Kew’s Head of Arboretum & Temperate Collections on how gardens’ winter scent and colour inspired his most recent book

My arrival at Kew in 1999 was a moment of pure fate. My late wife and I had three children, and when our fourth arrived my wife was desperate to go back to work. So we decided that I would look after our son.

A job came up at Kew for a paper picker. I lived just down the road so I thought it would be brilliant to gain access to their beautiful grounds. I got a letter back saying I was overqualified, which I’d expected, but surprisingly they offered me the job as a part-time gardener. I leapt at the chance and have been there for 25 years.

I’m now head of the arboretum, where I manage two-thirds of the outside garden and the temperate collections. It’s a varied role and I have my finger in many pies. I work with students on our courses, I trial new electric alternatives as we move away from petrol and diesel, and I oversee propagation in the temperate nursery.

A passion for Mediterranean plants inspired my third book, Gardening with Drought-Friendly Plants. I spent 15 years travelling around the Med, collecting plants and seeds.
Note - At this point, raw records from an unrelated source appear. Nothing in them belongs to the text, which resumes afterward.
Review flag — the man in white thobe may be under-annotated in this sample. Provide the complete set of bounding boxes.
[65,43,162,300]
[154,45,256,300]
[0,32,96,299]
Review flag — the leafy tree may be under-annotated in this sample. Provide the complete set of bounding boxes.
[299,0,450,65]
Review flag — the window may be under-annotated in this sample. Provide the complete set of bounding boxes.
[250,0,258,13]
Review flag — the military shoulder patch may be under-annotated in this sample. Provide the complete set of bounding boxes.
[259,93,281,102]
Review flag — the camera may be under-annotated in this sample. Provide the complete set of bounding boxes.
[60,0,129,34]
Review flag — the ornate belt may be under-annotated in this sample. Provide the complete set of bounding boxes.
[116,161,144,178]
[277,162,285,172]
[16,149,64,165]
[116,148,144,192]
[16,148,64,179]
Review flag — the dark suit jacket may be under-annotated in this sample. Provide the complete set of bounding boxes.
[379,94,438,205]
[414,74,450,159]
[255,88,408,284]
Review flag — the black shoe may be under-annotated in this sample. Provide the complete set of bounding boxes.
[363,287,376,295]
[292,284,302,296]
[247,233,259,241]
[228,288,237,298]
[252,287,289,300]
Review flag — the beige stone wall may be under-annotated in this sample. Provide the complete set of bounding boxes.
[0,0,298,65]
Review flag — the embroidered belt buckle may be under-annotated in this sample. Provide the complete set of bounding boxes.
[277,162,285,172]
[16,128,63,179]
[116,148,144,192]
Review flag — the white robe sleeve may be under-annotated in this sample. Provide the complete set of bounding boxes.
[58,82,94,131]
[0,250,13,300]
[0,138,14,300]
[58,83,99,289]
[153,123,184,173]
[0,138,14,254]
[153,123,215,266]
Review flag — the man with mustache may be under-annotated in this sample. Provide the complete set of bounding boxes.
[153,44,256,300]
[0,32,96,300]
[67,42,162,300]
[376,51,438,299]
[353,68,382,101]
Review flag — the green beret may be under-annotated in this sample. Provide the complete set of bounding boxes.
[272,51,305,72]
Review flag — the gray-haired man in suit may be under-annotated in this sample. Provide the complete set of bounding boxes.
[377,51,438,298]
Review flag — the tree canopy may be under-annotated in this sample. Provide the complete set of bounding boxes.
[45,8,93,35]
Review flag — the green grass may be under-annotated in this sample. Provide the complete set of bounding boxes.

I was once told that everyone has at least one book in them, so after a decade building up knowledge of these plants, I wrote a guide: my first book, Wild Plants of Southern Spain.

When I finished, I realised there was this gaping hole in my life where a book needed to be, and so I thought, ‘I’ll write another one!’ Gardening with Winter Plants is my seventh book. It came about because of a very old, very small and tired winter garden at Kew. When I took over its management, I thought the area was too good not to do something really brilliant with.